The authors suggest that the 15 October murders did not dissuade the church from completing the transaction for the McLellin collection. In one of the most satisfying sections in the entire book they describe how Hofmann was informed after the Christensen and Sheets murders, which most people at first thought were CFS-related, that the deal was still on track and Christensen would be replaced by Donald Schmidt, the retired LDS Church Archivist. Desperate action was required, so Hofmann built a third bomb. The victim would be another decoy, this time one associated with Mormon document dealings.
Brent Ashworth, a successful lawyer and businessman who also bought collectible documents, was the ideal target. He and Hofmann had been meeting most Wednesdays in Salt Lake City for years, 16 October was a Wednesday, and he could easily get him to accept a bomb wrapped in a package similar to the first two. Afterward, Hofmann believed, there would be no pressure to proceed with the McLellin deal. This time, theoretically, all of Hofmann's objectives would have been achieved. But Ashworth did not meet him in Salt Lake City on 16 October and the bomb accidentally detonated. Hofmann was seriously injured and the police investigators at the scene quickly found tell-tale clues implicating him in the bombings.

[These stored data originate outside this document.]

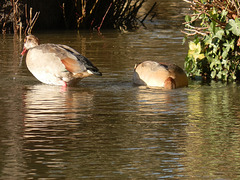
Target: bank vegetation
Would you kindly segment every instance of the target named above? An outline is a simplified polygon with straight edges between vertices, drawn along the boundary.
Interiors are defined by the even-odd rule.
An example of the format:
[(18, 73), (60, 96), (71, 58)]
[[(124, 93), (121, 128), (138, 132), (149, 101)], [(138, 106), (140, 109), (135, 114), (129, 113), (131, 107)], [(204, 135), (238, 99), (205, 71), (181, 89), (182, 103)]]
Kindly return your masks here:
[(240, 1), (185, 0), (191, 13), (183, 33), (189, 40), (185, 69), (207, 80), (240, 79)]
[(36, 29), (132, 30), (138, 28), (154, 6), (139, 19), (145, 0), (0, 0), (2, 33), (30, 33)]

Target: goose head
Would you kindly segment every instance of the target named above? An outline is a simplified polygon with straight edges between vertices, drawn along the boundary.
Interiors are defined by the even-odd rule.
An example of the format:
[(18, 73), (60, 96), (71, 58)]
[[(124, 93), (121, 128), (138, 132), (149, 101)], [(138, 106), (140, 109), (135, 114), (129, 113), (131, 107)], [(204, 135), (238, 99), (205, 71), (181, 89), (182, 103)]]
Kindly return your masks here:
[(21, 55), (25, 55), (30, 48), (34, 48), (39, 45), (39, 40), (34, 35), (28, 35), (24, 39), (24, 46)]

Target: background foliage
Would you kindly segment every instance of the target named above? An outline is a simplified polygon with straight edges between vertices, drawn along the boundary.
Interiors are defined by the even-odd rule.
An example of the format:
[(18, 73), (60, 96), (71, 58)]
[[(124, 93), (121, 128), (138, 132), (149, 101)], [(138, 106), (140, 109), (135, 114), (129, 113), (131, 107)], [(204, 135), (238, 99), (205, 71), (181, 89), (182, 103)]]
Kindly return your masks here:
[(189, 76), (235, 81), (240, 72), (239, 0), (187, 0), (192, 14), (185, 17), (189, 41), (185, 69)]
[[(137, 13), (145, 0), (0, 0), (0, 30), (17, 33), (36, 29), (132, 30), (139, 26)], [(39, 16), (39, 18), (38, 18)]]

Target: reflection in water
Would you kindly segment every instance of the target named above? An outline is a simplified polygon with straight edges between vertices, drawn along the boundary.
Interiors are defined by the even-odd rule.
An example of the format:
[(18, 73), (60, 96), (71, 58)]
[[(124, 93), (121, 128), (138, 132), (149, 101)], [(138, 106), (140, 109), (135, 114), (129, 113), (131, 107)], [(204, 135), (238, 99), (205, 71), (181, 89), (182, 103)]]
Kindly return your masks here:
[(139, 87), (136, 97), (139, 101), (139, 110), (146, 115), (180, 114), (185, 109), (188, 98), (185, 88), (180, 90), (163, 90), (158, 88)]
[[(84, 89), (64, 92), (61, 87), (40, 84), (27, 91), (24, 102), (24, 159), (28, 167), (36, 166), (29, 173), (60, 178), (66, 166), (64, 153), (76, 140), (80, 119), (91, 118), (86, 113), (93, 106), (93, 94)], [(58, 174), (52, 175), (48, 168)]]
[[(181, 41), (168, 41), (179, 34), (169, 30), (161, 39), (145, 32), (149, 44), (142, 33), (66, 34), (63, 44), (72, 40), (103, 70), (102, 78), (66, 91), (39, 83), (24, 63), (18, 66), (17, 54), (16, 62), (14, 53), (0, 54), (2, 179), (239, 177), (238, 85), (133, 86), (134, 64), (151, 54), (184, 59)], [(40, 36), (60, 43), (52, 34)]]
[(186, 111), (185, 89), (164, 91), (138, 87), (135, 95), (138, 110), (129, 124), (134, 124), (136, 129), (134, 135), (129, 136), (132, 147), (129, 144), (131, 148), (125, 149), (134, 154), (128, 168), (137, 171), (143, 168), (144, 175), (149, 178), (181, 177), (179, 160), (184, 154), (178, 146), (185, 141), (180, 137), (187, 125), (181, 115)]
[(21, 159), (16, 164), (5, 162), (5, 167), (21, 168), (8, 177), (169, 176), (181, 166), (178, 159), (183, 154), (176, 147), (184, 126), (177, 111), (169, 111), (169, 118), (161, 109), (176, 94), (149, 90), (110, 85), (96, 95), (86, 87), (64, 92), (56, 86), (28, 86), (17, 148)]
[[(59, 86), (48, 86), (45, 84), (35, 85), (24, 97), (26, 102), (26, 118), (48, 120), (58, 120), (62, 118), (74, 119), (76, 112), (85, 112), (85, 107), (91, 107), (93, 95), (86, 89), (76, 89), (66, 91)], [(57, 117), (54, 115), (57, 114)], [(35, 117), (36, 116), (36, 117)]]
[[(189, 91), (189, 125), (186, 128), (185, 164), (190, 177), (209, 178), (238, 176), (239, 153), (239, 87), (211, 83), (204, 91)], [(238, 106), (238, 107), (236, 107)], [(191, 160), (189, 160), (191, 157)]]
[[(74, 48), (82, 48), (104, 76), (66, 91), (39, 83), (19, 61), (1, 61), (2, 179), (238, 178), (238, 85), (190, 82), (171, 91), (133, 86), (134, 63), (150, 58), (147, 38), (133, 41), (141, 33), (67, 34), (64, 44), (77, 39)], [(169, 50), (149, 52), (182, 59), (183, 51), (171, 46), (177, 47), (169, 42)]]

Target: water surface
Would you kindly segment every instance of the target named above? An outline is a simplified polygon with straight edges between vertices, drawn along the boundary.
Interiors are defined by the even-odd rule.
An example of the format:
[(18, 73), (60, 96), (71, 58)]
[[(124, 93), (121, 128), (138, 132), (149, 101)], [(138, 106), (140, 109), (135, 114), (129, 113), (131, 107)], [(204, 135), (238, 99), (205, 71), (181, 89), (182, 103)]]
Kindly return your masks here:
[(174, 21), (173, 13), (128, 33), (36, 32), (103, 73), (66, 91), (19, 66), (23, 42), (0, 35), (1, 179), (240, 178), (238, 84), (190, 80), (167, 91), (131, 82), (144, 60), (183, 67), (187, 48)]

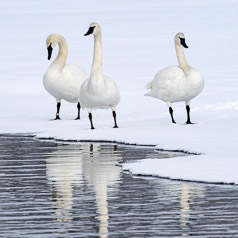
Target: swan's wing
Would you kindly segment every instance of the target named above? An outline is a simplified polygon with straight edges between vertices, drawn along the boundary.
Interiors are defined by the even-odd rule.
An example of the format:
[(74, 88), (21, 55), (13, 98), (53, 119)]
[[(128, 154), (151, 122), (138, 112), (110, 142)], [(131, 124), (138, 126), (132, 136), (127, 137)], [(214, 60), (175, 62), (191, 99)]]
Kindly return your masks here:
[(185, 74), (179, 67), (167, 67), (155, 75), (152, 81), (152, 89), (169, 89), (175, 87), (184, 78)]
[(58, 91), (61, 98), (68, 102), (77, 102), (80, 87), (87, 79), (88, 74), (76, 65), (65, 65), (58, 81)]
[(117, 105), (120, 101), (120, 92), (118, 90), (117, 84), (108, 76), (104, 75), (103, 77), (105, 85), (107, 87), (105, 93), (107, 94), (108, 98), (111, 98), (112, 106)]
[(115, 108), (120, 101), (116, 83), (107, 76), (87, 79), (81, 86), (80, 102), (88, 108)]
[(117, 89), (117, 84), (114, 80), (112, 80), (110, 77), (108, 77), (107, 75), (103, 75), (103, 78), (104, 78), (104, 82), (106, 82), (107, 86), (109, 88), (115, 88), (114, 90)]
[(183, 70), (176, 66), (169, 66), (155, 75), (148, 85), (151, 90), (145, 95), (159, 98), (165, 102), (177, 100), (177, 98), (180, 98), (177, 93), (181, 92), (180, 88), (184, 80), (185, 74)]
[(83, 83), (83, 81), (89, 78), (89, 74), (85, 70), (73, 64), (65, 65), (62, 73), (64, 74), (65, 78), (77, 81), (79, 83)]

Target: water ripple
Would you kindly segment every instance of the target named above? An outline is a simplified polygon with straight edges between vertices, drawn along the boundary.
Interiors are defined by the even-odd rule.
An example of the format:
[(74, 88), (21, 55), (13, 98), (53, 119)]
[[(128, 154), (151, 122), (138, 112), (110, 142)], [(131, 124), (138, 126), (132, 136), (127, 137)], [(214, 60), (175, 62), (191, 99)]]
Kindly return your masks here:
[(0, 237), (237, 237), (238, 188), (131, 177), (147, 147), (0, 137)]

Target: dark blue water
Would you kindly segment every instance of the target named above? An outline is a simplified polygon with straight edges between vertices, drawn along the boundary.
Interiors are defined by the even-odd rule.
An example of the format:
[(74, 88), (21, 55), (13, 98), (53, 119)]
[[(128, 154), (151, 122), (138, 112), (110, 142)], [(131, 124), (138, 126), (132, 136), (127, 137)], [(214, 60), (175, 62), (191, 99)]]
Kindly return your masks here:
[(0, 137), (0, 237), (238, 237), (238, 188), (132, 177), (152, 148)]

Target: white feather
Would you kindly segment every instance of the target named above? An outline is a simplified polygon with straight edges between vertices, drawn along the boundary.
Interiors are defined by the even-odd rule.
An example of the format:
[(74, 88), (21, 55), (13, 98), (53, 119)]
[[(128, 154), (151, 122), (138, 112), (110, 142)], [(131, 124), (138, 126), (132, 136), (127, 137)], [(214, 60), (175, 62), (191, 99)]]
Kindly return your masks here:
[(159, 71), (147, 85), (147, 89), (150, 91), (145, 94), (145, 96), (158, 98), (168, 105), (180, 101), (189, 104), (189, 101), (196, 97), (204, 87), (201, 73), (190, 67), (185, 59), (179, 40), (181, 37), (184, 37), (182, 33), (175, 36), (179, 67), (169, 66)]
[(70, 103), (77, 103), (79, 102), (80, 87), (88, 78), (88, 73), (76, 65), (65, 64), (68, 48), (61, 35), (50, 35), (47, 39), (47, 46), (50, 43), (53, 46), (59, 44), (59, 53), (45, 72), (44, 87), (58, 102), (64, 99)]
[(117, 106), (120, 94), (115, 82), (109, 77), (88, 78), (81, 87), (82, 107), (91, 109), (108, 109)]
[(197, 69), (188, 68), (184, 72), (176, 66), (159, 71), (148, 85), (150, 91), (145, 95), (166, 103), (189, 102), (204, 86), (202, 75)]
[(89, 112), (92, 109), (115, 110), (120, 102), (120, 93), (116, 83), (102, 72), (102, 40), (101, 29), (92, 23), (94, 30), (94, 59), (90, 77), (82, 84), (80, 102)]

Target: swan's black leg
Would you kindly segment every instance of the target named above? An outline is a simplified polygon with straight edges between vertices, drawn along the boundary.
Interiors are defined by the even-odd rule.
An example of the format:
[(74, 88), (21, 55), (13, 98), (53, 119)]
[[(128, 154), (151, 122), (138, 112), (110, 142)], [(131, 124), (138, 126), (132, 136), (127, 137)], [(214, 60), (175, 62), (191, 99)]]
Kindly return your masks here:
[(186, 122), (186, 124), (193, 124), (190, 121), (190, 107), (189, 107), (189, 105), (186, 105), (186, 111), (187, 111), (187, 122)]
[(61, 102), (57, 102), (57, 112), (56, 112), (55, 120), (60, 120), (60, 116), (59, 116), (60, 106), (61, 106)]
[(94, 128), (94, 126), (93, 126), (93, 116), (92, 116), (92, 113), (91, 113), (91, 112), (88, 114), (88, 117), (89, 117), (89, 120), (90, 120), (90, 123), (91, 123), (91, 129), (93, 130), (93, 129), (95, 129), (95, 128)]
[(174, 120), (172, 107), (169, 107), (169, 113), (170, 113), (170, 116), (171, 116), (171, 119), (172, 119), (172, 123), (176, 123), (175, 120)]
[(113, 118), (114, 118), (114, 127), (113, 128), (118, 128), (118, 125), (117, 125), (117, 114), (115, 111), (112, 111), (112, 115), (113, 115)]
[(78, 116), (75, 118), (75, 120), (79, 120), (79, 119), (80, 119), (80, 109), (81, 109), (81, 105), (80, 105), (79, 102), (78, 102), (78, 104), (77, 104), (77, 108), (78, 108)]

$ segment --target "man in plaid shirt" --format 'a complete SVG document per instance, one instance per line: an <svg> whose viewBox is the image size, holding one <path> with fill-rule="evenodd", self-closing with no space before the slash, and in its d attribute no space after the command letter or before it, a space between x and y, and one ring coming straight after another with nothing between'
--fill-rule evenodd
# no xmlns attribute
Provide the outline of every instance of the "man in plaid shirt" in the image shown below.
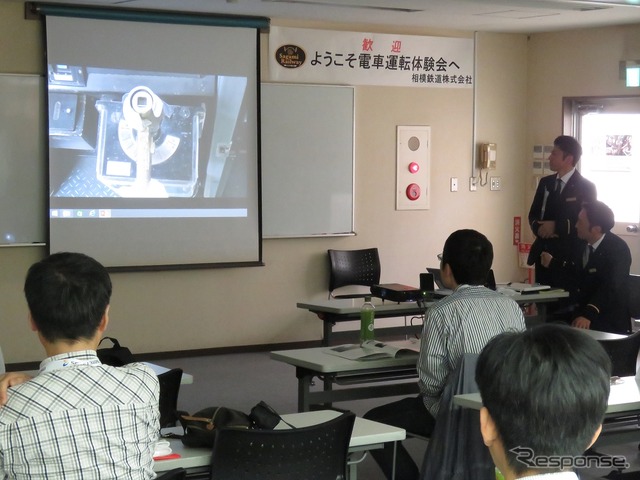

The police pursued the leads discovered at the site of the third bomb to a logical conclusion and built a tremendously convincing circumstantial case against Hofmann. Although it took months, Hofmann was finally charged with the murders and several lesser crimes in February 1986. The evidence presented in the preliminary hearings thoroughly convinced Judge Paul Grant. According to the authors, "At the beginning of the preliminary hearing, Grant had thought perhaps Hofmann was innocent. But by the end, he thought him clearly guilty, a pathological liar with no conscience and no remorse" (p. 454). A plea bargain resulted, with Hofmann pleading guilty to certain of the charges and promising to answer questions about his operations in return for a commitment not to seek the death penalty.
The authors of "Salamander" perform an admirable service by sketching in most of the details of the bombings, the document dealings, and the character of Mark Hofmann. They describe a man who was outwardedly a believing Latter-day Saint but who was motivated in his crimes by a lust for money and an opportunity to embarrass his church. Always gracefully and with a touch of pathos, the authors narrate the complex events leading up to the murders, the peculiar circumstances of the murder investigations, the discovery of the evidence incriminating Hofmann, and the legal fireworks surrounding the case.
A forensic analysis by George J. Throckmorton, the technician who discovered the secret of the Hofmann forgeries, rounds out the volume and conclusively proves the illegitimate origins of 106 documents coming from the dealer, including all of his major finds.